Stock markets and euro jitter on double-dip fears
World stock markets have been hit by renewed fears of a double-dip recession.
After a volatile day's trading, the FTSE 100 closed down 1.1%, France's Cac 40 ended 1.2% lower. In Germany, where the cabinet agreed a major austerity plan, the Dax closed 0.6% down.
The euro dropped to its lowest level against the dollar in four years.
Markets in Asia had earlier suffered sharp falls after Friday's disappointing jobs numbers in the US.
On Friday, the US Labor Department reported that some 431,000 jobs were created in May. However, analysts had expected 500,000 new jobs.
Analysts said these were partly to blame for further drops on US markets in Monday trading.
German industrial surge
European markets followed Asian markets lower in early trading. However, strong German April manufacturing data sparked a temporary bounce back in late morning trading.
The rise came after Germany reported a 2.8% increase in industrial orders in April - considerably higher than market expectations.
Industrial orders had already risen 5.1% in March, reflecting the extent to which Europe's largest economy has benefited from the global recovery and the weakening euro.
During the 2008 financial crisis, factory orders fell 38%. Even after April's surge, they remain 17% below the pre-crisis peak.
'Very very jittery'
In Asia, Japan's Nikkei 225 index closed down 3.8%, its biggest one-day fall in over a year.
The index had been down as much as 4% at one point and its closing level marked its biggest daily fall in 14 months.
Hong Kong's Hang Seng index also closed more than 2% lower.
"The overnight falls show how much the fear of a double-dip recession still exists," said Euan Stirling, investment director at Standard Life, speaking on BBC Radio 4's Today programme.
"The US consumer has for decades been the single most important factor in global growth," he noted.
"So when US unemployment... is worse than expected, the equity markets become very very jittery."
Oil and gas stocks have been particularly badly hit, amid worries that global energy demand may be slowing.
Japanese oil refining company JX Holdings was the biggest faller in Tokyo, down 8.3%.
The price of Brent crude oil dropped 8% late on Friday and over the weekend to $70.50. It continued to recover on Monday, however, ending $72.24 after a strong rally towards the end of the session.

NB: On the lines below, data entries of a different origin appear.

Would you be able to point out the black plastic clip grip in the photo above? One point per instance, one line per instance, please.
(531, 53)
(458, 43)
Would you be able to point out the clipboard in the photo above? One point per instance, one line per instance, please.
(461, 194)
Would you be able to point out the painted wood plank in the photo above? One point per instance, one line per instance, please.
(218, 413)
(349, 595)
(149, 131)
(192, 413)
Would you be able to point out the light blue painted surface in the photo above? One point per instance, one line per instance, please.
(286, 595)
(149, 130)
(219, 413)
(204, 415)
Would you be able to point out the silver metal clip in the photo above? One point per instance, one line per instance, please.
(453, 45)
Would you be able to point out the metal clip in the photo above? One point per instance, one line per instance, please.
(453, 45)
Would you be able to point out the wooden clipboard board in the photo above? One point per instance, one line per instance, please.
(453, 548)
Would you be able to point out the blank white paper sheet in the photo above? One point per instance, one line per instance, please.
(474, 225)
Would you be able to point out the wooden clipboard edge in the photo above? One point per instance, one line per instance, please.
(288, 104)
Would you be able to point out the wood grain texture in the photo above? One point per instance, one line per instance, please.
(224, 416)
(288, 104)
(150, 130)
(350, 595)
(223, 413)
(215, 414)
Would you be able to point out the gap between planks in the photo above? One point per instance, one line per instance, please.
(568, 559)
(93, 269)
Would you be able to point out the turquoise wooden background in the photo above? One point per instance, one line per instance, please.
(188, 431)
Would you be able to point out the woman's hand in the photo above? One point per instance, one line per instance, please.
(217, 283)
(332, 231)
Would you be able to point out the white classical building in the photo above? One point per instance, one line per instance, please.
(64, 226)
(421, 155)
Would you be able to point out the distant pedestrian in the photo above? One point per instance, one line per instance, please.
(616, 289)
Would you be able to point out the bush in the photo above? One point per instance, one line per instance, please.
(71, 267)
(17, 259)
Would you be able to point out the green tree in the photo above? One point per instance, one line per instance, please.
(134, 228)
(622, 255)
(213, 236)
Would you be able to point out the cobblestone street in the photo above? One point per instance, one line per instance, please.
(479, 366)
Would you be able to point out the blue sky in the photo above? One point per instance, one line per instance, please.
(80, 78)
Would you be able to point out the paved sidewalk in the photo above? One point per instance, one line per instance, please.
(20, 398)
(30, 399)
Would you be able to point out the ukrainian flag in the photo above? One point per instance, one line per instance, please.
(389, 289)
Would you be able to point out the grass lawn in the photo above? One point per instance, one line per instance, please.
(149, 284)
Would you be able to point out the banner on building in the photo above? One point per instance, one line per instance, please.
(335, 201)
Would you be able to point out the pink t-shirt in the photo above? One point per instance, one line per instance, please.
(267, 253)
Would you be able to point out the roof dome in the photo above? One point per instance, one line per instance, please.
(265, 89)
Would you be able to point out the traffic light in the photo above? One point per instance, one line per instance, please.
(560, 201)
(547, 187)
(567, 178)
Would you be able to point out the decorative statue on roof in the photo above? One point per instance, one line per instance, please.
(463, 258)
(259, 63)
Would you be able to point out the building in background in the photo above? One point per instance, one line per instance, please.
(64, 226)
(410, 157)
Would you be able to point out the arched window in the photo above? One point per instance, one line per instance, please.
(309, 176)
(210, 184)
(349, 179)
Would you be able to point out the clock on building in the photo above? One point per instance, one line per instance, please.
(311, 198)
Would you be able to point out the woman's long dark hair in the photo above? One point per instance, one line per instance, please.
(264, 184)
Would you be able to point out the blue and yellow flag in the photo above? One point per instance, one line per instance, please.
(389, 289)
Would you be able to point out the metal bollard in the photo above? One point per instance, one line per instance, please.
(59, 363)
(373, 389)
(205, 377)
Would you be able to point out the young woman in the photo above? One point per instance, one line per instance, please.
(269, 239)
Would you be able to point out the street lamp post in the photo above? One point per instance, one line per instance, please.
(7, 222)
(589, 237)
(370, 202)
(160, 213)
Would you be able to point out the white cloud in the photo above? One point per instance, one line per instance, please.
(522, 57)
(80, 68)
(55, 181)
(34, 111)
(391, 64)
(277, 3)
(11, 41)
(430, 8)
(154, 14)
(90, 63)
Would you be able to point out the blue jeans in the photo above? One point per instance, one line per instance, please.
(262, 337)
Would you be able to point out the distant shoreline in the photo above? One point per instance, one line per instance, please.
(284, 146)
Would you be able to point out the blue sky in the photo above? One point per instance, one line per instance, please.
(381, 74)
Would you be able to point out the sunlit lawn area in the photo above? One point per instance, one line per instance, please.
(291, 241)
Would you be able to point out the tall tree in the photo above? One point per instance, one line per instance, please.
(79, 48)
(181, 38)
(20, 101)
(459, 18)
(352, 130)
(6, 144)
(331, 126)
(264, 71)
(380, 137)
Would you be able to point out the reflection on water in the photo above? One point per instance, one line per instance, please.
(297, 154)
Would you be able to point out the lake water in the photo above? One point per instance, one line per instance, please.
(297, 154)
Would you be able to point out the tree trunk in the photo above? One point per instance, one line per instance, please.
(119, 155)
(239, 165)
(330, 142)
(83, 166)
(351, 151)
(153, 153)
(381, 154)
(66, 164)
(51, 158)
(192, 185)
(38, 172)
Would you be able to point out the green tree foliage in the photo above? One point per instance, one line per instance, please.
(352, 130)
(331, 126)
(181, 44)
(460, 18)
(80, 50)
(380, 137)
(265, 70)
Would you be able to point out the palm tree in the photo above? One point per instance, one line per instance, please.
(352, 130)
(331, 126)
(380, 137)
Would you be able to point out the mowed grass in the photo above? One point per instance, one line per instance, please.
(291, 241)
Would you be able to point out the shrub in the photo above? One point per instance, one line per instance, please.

Meanwhile, US light, sweet crude climbed to $71.64.
On currency markets, the euro dropped 2.8% over the weekend to $1.188, before rebounding above $1.196.
The single currency hit an 8-year low against the Japanese yen of just over 108 yen, before recovering to nearly 110 yen.
As well as US job woes, market angst over the eurozone was piqued further on Friday afternoon.
In Hungary, a spokesman for the new prime minister claimed that the country faced a "Greek-style" financial crisis after the outgoing government had allegedly falsified data.
However, the Hungarian government has since been at pains to rephrase the comments after the country's currency, the forint, dropped 6% against the dollar on the news.